The Game of Cards (Das Kartenspiel) by Adolf Schröder is a tightly wound suspense-novel about surviving the dangerous game of life, by one of German literature’s best-kept secrets.
The young student Markus Hauser accepts a job with Selma Bruhns, an elderly Jewish lady who was able to escape the Nazis and the Holocaust only at a terrible cost. When Markus arrives at her decaying, darkened house infested by numerous cats, what unfolds is a story of risky gambles, desperate decisions, and unbearable regret
The task that Selma gives Markus is almost sisyphean: he has to arrange thousands of letters in chronological order, so that they can be burnt in that same order. The content of these epistles tells the story of a young woman who emigrated to Brasil in 1939: she was one of two sisters, both in terrible danger, but only one of whom could obtain the single available passport out of the country … Now Selma is preparing for her death, and Markus has to help her. For six days he works conscientiously, all the while penetrating little by little into the past of this woman, who surrounds herself with her cats and her memories. On his last day, Selma proposes a bargain: a game of cards that will change his life forever.

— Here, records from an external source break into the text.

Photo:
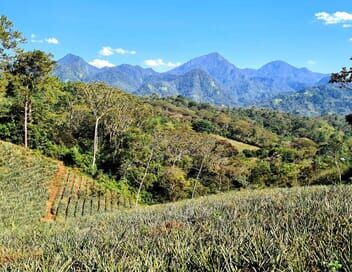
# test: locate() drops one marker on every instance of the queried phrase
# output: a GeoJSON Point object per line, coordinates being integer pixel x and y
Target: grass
{"type": "Point", "coordinates": [33, 187]}
{"type": "Point", "coordinates": [300, 229]}
{"type": "Point", "coordinates": [24, 178]}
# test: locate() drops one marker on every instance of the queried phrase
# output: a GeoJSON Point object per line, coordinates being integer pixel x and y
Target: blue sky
{"type": "Point", "coordinates": [164, 33]}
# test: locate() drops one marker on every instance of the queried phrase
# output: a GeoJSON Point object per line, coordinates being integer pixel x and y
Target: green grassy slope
{"type": "Point", "coordinates": [34, 188]}
{"type": "Point", "coordinates": [24, 181]}
{"type": "Point", "coordinates": [300, 229]}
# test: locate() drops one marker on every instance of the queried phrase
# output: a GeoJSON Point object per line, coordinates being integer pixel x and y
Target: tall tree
{"type": "Point", "coordinates": [30, 75]}
{"type": "Point", "coordinates": [101, 100]}
{"type": "Point", "coordinates": [344, 78]}
{"type": "Point", "coordinates": [10, 40]}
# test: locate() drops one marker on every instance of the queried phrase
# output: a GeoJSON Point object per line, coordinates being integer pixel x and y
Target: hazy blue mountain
{"type": "Point", "coordinates": [125, 76]}
{"type": "Point", "coordinates": [315, 101]}
{"type": "Point", "coordinates": [74, 68]}
{"type": "Point", "coordinates": [209, 78]}
{"type": "Point", "coordinates": [195, 84]}
{"type": "Point", "coordinates": [248, 86]}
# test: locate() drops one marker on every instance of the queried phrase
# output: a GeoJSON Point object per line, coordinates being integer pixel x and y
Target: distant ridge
{"type": "Point", "coordinates": [209, 78]}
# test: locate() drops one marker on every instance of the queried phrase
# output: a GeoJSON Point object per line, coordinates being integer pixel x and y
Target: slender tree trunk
{"type": "Point", "coordinates": [338, 169]}
{"type": "Point", "coordinates": [95, 144]}
{"type": "Point", "coordinates": [26, 124]}
{"type": "Point", "coordinates": [144, 176]}
{"type": "Point", "coordinates": [197, 178]}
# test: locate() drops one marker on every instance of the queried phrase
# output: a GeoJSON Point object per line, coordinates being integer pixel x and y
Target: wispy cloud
{"type": "Point", "coordinates": [50, 40]}
{"type": "Point", "coordinates": [311, 62]}
{"type": "Point", "coordinates": [101, 63]}
{"type": "Point", "coordinates": [109, 51]}
{"type": "Point", "coordinates": [339, 17]}
{"type": "Point", "coordinates": [155, 63]}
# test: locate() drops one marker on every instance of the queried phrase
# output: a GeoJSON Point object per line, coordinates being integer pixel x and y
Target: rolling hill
{"type": "Point", "coordinates": [210, 78]}
{"type": "Point", "coordinates": [316, 101]}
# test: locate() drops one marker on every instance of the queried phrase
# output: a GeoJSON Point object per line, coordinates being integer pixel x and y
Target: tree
{"type": "Point", "coordinates": [344, 78]}
{"type": "Point", "coordinates": [30, 76]}
{"type": "Point", "coordinates": [100, 100]}
{"type": "Point", "coordinates": [10, 39]}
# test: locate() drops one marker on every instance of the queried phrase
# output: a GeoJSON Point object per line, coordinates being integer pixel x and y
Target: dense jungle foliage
{"type": "Point", "coordinates": [161, 149]}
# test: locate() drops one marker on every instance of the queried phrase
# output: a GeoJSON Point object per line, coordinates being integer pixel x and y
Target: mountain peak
{"type": "Point", "coordinates": [69, 58]}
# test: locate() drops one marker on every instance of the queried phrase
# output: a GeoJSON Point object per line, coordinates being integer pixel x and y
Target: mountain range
{"type": "Point", "coordinates": [210, 78]}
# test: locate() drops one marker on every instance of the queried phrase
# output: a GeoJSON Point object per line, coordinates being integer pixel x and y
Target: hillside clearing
{"type": "Point", "coordinates": [240, 146]}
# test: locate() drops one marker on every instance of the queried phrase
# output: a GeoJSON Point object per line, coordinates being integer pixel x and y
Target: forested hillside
{"type": "Point", "coordinates": [161, 149]}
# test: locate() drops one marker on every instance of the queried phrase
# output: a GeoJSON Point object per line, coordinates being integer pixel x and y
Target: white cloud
{"type": "Point", "coordinates": [106, 51]}
{"type": "Point", "coordinates": [311, 62]}
{"type": "Point", "coordinates": [109, 51]}
{"type": "Point", "coordinates": [154, 63]}
{"type": "Point", "coordinates": [101, 63]}
{"type": "Point", "coordinates": [52, 40]}
{"type": "Point", "coordinates": [338, 17]}
{"type": "Point", "coordinates": [122, 51]}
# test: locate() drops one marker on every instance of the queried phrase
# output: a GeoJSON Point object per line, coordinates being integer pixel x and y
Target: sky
{"type": "Point", "coordinates": [163, 34]}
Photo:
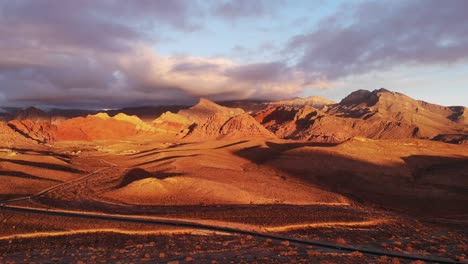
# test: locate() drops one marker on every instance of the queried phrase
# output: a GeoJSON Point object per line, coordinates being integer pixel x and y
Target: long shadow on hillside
{"type": "Point", "coordinates": [156, 149]}
{"type": "Point", "coordinates": [62, 157]}
{"type": "Point", "coordinates": [449, 173]}
{"type": "Point", "coordinates": [140, 174]}
{"type": "Point", "coordinates": [391, 186]}
{"type": "Point", "coordinates": [43, 165]}
{"type": "Point", "coordinates": [260, 155]}
{"type": "Point", "coordinates": [24, 175]}
{"type": "Point", "coordinates": [231, 144]}
{"type": "Point", "coordinates": [165, 158]}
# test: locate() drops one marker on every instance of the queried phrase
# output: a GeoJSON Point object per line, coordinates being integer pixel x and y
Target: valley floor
{"type": "Point", "coordinates": [239, 201]}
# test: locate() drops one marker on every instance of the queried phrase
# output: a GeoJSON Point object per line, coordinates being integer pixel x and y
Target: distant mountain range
{"type": "Point", "coordinates": [378, 114]}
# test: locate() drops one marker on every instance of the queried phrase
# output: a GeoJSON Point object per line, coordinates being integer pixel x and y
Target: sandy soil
{"type": "Point", "coordinates": [361, 192]}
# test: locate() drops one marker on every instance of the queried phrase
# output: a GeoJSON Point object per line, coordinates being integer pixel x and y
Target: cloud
{"type": "Point", "coordinates": [375, 36]}
{"type": "Point", "coordinates": [236, 9]}
{"type": "Point", "coordinates": [96, 53]}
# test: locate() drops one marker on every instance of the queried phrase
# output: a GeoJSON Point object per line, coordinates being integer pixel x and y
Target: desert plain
{"type": "Point", "coordinates": [378, 177]}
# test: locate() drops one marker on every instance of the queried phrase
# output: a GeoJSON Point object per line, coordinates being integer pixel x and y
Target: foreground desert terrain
{"type": "Point", "coordinates": [212, 184]}
{"type": "Point", "coordinates": [291, 189]}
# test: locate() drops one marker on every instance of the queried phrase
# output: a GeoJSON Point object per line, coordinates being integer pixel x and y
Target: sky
{"type": "Point", "coordinates": [110, 53]}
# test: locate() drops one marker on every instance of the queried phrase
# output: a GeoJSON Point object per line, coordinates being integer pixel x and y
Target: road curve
{"type": "Point", "coordinates": [58, 186]}
{"type": "Point", "coordinates": [196, 225]}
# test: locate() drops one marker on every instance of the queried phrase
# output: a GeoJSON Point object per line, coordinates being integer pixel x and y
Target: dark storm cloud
{"type": "Point", "coordinates": [258, 72]}
{"type": "Point", "coordinates": [384, 34]}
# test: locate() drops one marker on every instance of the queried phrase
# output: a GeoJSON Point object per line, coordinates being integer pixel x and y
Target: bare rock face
{"type": "Point", "coordinates": [206, 108]}
{"type": "Point", "coordinates": [135, 120]}
{"type": "Point", "coordinates": [212, 121]}
{"type": "Point", "coordinates": [380, 114]}
{"type": "Point", "coordinates": [41, 132]}
{"type": "Point", "coordinates": [314, 101]}
{"type": "Point", "coordinates": [95, 128]}
{"type": "Point", "coordinates": [172, 124]}
{"type": "Point", "coordinates": [32, 114]}
{"type": "Point", "coordinates": [9, 137]}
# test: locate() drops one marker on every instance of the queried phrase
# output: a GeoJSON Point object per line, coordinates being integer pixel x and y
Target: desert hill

Written in the style of a detective novel, The Game of Cards (Das Kartenspiel) pieces together the puzzle of life fractured by war, and plunges the reader, along with the characters, into a strange and troubling world.

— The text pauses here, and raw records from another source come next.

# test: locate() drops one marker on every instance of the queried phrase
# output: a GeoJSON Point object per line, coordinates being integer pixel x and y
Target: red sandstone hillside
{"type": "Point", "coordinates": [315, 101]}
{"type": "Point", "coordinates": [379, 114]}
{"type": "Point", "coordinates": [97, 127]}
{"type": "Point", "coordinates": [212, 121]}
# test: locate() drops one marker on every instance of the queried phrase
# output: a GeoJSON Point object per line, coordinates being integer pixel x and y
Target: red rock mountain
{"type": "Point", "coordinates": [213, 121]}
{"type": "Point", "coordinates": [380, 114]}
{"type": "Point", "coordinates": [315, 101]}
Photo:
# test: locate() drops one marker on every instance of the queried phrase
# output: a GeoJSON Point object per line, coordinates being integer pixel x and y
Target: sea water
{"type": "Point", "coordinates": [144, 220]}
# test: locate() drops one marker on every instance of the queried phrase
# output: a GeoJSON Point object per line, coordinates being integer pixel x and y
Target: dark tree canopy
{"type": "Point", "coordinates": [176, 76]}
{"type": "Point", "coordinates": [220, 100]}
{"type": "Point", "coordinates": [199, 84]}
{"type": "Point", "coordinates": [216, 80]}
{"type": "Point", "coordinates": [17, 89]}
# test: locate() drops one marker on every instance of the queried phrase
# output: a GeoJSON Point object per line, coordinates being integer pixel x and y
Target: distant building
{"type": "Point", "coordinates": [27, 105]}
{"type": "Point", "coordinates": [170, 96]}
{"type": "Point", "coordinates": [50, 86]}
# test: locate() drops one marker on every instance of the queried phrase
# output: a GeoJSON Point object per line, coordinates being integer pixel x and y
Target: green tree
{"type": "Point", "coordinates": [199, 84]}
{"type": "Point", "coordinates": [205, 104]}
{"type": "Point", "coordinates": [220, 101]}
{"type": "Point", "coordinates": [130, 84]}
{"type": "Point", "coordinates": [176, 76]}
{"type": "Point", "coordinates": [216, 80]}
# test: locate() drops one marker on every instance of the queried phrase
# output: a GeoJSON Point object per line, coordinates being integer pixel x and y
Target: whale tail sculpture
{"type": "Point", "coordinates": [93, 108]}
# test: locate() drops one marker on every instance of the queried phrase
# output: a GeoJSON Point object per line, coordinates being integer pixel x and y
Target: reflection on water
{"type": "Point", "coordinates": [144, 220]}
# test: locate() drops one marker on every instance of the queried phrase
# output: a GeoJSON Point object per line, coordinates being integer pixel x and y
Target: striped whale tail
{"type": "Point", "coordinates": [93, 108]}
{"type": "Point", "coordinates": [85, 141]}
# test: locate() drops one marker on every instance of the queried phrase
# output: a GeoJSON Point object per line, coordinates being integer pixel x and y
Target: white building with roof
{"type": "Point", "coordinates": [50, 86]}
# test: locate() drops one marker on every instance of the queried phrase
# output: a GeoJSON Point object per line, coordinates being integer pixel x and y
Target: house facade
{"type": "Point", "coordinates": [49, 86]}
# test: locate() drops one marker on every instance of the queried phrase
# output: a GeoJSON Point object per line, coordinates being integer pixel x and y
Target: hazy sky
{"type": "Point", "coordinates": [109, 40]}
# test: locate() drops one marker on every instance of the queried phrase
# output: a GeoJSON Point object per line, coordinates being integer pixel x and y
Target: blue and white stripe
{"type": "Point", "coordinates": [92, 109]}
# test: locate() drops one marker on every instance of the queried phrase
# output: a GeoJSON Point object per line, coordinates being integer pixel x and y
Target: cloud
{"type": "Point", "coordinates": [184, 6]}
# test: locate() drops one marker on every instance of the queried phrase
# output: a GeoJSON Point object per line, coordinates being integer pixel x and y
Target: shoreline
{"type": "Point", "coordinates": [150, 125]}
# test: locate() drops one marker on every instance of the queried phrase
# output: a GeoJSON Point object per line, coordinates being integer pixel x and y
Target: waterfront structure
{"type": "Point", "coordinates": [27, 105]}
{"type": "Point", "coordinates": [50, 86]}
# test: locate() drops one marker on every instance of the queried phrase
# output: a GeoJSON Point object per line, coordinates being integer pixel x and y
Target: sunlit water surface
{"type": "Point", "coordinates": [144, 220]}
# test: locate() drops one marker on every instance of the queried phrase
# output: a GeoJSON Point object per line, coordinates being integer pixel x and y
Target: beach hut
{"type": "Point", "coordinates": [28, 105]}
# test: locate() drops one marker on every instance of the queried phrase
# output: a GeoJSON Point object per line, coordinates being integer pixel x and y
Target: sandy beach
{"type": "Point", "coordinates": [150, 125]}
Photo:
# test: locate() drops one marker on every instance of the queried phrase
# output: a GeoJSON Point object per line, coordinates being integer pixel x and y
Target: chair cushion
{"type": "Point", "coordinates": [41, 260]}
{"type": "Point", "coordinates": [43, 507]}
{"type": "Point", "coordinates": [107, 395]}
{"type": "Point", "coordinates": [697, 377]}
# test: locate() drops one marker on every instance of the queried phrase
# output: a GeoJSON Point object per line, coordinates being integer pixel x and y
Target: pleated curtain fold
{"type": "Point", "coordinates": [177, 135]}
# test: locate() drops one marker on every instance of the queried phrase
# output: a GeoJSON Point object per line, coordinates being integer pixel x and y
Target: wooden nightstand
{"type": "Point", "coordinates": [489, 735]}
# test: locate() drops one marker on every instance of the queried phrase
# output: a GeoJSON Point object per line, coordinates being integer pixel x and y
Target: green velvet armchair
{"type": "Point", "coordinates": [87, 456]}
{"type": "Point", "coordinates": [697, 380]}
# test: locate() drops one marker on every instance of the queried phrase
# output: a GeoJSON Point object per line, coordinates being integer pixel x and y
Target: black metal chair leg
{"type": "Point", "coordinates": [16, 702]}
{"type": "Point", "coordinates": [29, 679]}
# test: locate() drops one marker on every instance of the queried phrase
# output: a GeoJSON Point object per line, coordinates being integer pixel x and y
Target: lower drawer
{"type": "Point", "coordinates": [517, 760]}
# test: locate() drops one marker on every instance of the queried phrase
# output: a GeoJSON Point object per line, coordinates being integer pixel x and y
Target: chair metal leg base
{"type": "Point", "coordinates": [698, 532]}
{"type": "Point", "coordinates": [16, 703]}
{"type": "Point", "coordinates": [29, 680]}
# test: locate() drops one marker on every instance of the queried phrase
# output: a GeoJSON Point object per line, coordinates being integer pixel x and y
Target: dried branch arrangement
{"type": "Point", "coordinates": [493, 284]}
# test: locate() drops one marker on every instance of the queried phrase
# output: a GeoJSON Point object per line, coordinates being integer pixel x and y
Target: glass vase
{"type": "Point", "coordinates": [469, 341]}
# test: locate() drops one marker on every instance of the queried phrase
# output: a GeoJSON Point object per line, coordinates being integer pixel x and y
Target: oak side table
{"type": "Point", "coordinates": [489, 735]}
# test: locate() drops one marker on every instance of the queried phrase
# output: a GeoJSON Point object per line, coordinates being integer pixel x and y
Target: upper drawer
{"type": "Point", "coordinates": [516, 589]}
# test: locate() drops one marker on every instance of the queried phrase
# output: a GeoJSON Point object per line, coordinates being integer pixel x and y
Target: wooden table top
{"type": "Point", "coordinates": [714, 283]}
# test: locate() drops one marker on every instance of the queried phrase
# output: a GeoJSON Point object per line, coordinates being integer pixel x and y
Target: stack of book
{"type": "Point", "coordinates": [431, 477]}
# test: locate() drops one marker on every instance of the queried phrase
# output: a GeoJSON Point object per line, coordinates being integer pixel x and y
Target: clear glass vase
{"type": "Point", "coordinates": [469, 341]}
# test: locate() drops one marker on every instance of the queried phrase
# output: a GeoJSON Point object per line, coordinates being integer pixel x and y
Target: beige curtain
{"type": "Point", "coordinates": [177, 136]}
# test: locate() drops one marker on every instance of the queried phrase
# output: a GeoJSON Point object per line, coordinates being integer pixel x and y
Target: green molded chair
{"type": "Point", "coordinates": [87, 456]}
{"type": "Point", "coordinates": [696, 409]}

Adolf Schröder (1938-2008) was born in Bremen. He wrote books for both children and adults, and was a playwright and as well as a scriptwriter, among other things for the hugely successful and long-running German television detective series Der Alte (The Old Man). Adolf Schröder wrote only one other novel, Der Fremde Junge (The Strange Boy). In 1963, he won the inaugural Kurt Magnus Prize for radio journalism, and in 1990 he was awarded the Hamburg Literary Prize. He lived in Hamburg, where he also worked as a taxi driver, until his death in 2008.